The other day as we sat on the couch, Thing 2 asked me, "Dad, when are my teeth going to fall out? Some of my friends are already falling out.”
I half-smiled, half-grimaced at the both the question and the sentiment. My little girl, this tiny human that I made is growing up but I'm not ready. She on the other hand, is in a real rush.
“Soon”, I replied.
“But not too soon”, I thought to myself.
Thing 2 is quite small for her age and while she is brilliant academically, she is still struggling to find her feet in the physical world. Especially with an older, sporty brother who still lacks the patience to help her learn. I see her yearning to grow up and something like losing her teeth, is a right of passage for her.
She's ready. I'm not.
I was never really upset to see the kids leave the baby stage because once they can interact with you as their own people, they are just so much more fun. But this question of losing teeth, made me long for her baby days. I guess I realised that although I love them at they stages they're at now, they won't stay there for long and as they get older, the future stages look less fun and more hard work.
I don't want teenagers.
I want kids with baby teeth.
I still tell my kids off for growing up and demand that they stop it immediately.
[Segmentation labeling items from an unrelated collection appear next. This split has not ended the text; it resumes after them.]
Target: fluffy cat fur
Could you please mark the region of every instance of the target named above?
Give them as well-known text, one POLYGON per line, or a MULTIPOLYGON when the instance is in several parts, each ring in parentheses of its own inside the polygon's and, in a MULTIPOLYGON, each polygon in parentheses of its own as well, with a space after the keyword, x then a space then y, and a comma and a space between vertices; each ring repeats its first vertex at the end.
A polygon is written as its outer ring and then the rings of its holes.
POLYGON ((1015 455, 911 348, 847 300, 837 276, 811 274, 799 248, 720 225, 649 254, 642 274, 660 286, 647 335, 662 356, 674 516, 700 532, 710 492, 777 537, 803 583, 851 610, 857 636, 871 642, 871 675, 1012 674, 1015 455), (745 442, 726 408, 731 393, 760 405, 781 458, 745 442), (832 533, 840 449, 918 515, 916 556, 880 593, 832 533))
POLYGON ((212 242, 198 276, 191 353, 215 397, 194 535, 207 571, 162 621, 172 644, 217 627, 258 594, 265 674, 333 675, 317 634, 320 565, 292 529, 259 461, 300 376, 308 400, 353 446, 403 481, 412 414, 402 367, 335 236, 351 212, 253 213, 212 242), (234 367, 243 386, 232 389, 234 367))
They're at ages where they still find this funny and giggle in their high-pitches. Sometimes Thing 2 even sense my sadness at the idea of them growing up and reminds me that she'll always live at our house.
Only if you stay 6, love.
Teeth seem to play a pivotal role in our development - we're either waiting for them to come in, waiting for them to fall out, waiting for them to come in again or hoping that they don't fall out with age.
"Don't rush it", I said.
Of course, I wasn't just talking about her teeth, I meant all of it.
We always seem to be caught up in "what next". What's the next milestone, the next stage, the next adventure. So caught up that I wonder if we ever truly appreciate the moment we are in right now.
"It'll happen soon enough", I reassured her.
This seemed to satisfy her for the moment. Me too. But knowing that "soon enough" would become "too soon", I wrapped her up in my arms and treasure that very moment and etched it in my mind.